Pada tahun yang sama, sebuah delegasi yang dipimpin oleh Sanjally Bojang (seorang patron kaya dan anggota pendiri partai baru), Bokarr Fofanah, dan Madiba Janneh, tiba di Abuko untuk memberitahu Jawara tentang pencalonannya sebagai sekretaris partai. Jawara mengundurkan diri dari jabatannya sebagai kepala petugas dokter hewan untuk mengikuti pemilihan tahun 1960. Partai Rakyat Protektorat kemudian berganti nama menjadi Partai Progresif Rakyat (PPP) untuk membuat partai lebih inklusif, berlawanan dengan persepsi umum bahwa itu adalah partai berbasis Mandinka. Seiring waktu, PPP dan Jawara akan menggantikan partai-partai berbasis perkotaan dan para pemimpinnya. Perubahan ini oleh Arnold Hughes disebut sebagai "Revolusi Hijau", sebuah proses politik di mana elit pedesaan muncul untuk menantang dan mengalahkan borjuasi kecil politik berbasis perkotaan.
Kenaikan Jawara ke kepemimpinan partai hampir tidak tertandingi. Sebagai salah satu dari sedikit lulusan universitas dari protektorat, satu-satunya kandidat lain yang mungkin adalah Dr. Lamin Marena dari Kudang.
3. Karier Politik dan Pemerintahan
Karier politik Sir Dawda Kairaba Jawara ditandai dengan transisi Gambia menuju kemerdekaan dan masa kepresidenan yang panjang, diwarnai oleh upaya pembangunan nasional dan tantangan signifikan terhadap pemerintahannya.
3.1. Perdana Menteri dan Kemerdekaan
Pada tahun 1962, Jawara menjadi perdana menteri, yang meletakkan dasar bagi dominasi PPP dan Jawara dalam lanskap politik Gambia. Dengan naiknya Jawara ke tampuk kekuasaan setelah pemilihan tahun 1962, administrasi kolonial memulai penarikan bertahap dari Gambia, dan pemerintahan sendiri diberikan pada tahun 1963. Jawara diangkat sebagai perdana menteri pada tahun yang sama, dan kemerdekaan datang pada 18 Februari 1965. Ini menyelesaikan transisi damai Gambia dari pemerintahan kolonial.
Dengan layanan sipil yang kecil, yang sebagian besar diisi oleh orang Aku dan Wollof perkotaan, Jawara dan PPP berusaha membangun sebuah negara dan mengembangkan ekonomi untuk menopang baik petani maupun penduduk perkotaan. Banyak di daerah pedesaan berharap bahwa kemerdekaan politik akan membawa peningkatan segera dalam kondisi kehidupan mereka. Harapan tinggi ini, seperti di bekas koloni yang baru merdeka lainnya, sebagian berasal dari janji-janji berlebihan yang dibuat oleh beberapa pemimpin politik. Namun, seiring waktu, kekecewaan mulai muncul karena masyarakat dengan cepat menemukan bahwa para pemimpin mereka tidak dapat memenuhi semua janji mereka.

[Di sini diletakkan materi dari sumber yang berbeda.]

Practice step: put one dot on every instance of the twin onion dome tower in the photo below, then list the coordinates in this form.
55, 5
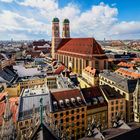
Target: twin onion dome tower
56, 33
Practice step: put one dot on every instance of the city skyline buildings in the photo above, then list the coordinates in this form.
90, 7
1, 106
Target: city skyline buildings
31, 19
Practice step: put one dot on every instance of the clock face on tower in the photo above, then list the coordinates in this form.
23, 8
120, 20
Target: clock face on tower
56, 34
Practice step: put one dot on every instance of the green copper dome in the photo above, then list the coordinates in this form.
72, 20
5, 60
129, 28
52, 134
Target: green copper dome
66, 21
55, 19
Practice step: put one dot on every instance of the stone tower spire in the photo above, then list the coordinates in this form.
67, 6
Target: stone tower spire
8, 129
55, 36
66, 29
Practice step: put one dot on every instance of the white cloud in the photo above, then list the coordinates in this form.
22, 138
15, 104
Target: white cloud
132, 27
6, 1
99, 21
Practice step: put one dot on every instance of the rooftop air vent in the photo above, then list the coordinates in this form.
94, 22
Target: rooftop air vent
67, 101
79, 100
61, 103
73, 101
55, 105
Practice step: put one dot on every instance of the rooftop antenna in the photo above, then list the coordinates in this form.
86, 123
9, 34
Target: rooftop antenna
41, 111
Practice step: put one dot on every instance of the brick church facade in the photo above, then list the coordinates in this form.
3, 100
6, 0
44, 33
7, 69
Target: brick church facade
76, 53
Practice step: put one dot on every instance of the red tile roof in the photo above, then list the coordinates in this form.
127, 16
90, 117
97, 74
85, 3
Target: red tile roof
91, 93
82, 47
59, 69
13, 106
128, 72
125, 64
2, 95
90, 70
40, 43
66, 94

Selama periode pemerintahan sendiri tahun 1962-1965, Jawara melakukan pendekatan yang menjanjikan kepada Senegal. Pada November 1962, Jawara meminta PBB untuk menunjuk para ahli untuk menilai masa depan Senegal dan Gambia secara bersama, yang disetujui oleh Sekretaris Jenderal U Thant. Sikap Britania dikatakan sebagai "dorongan yang ramah". Pada Maret 1964, setelah kunjungan dari Léopold Sédar Senghor, niat untuk mengoordinasikan program ekonomi Gambia dan Senegal diumumkan. Fokus khusus akan ditempatkan pada bidang pertanian.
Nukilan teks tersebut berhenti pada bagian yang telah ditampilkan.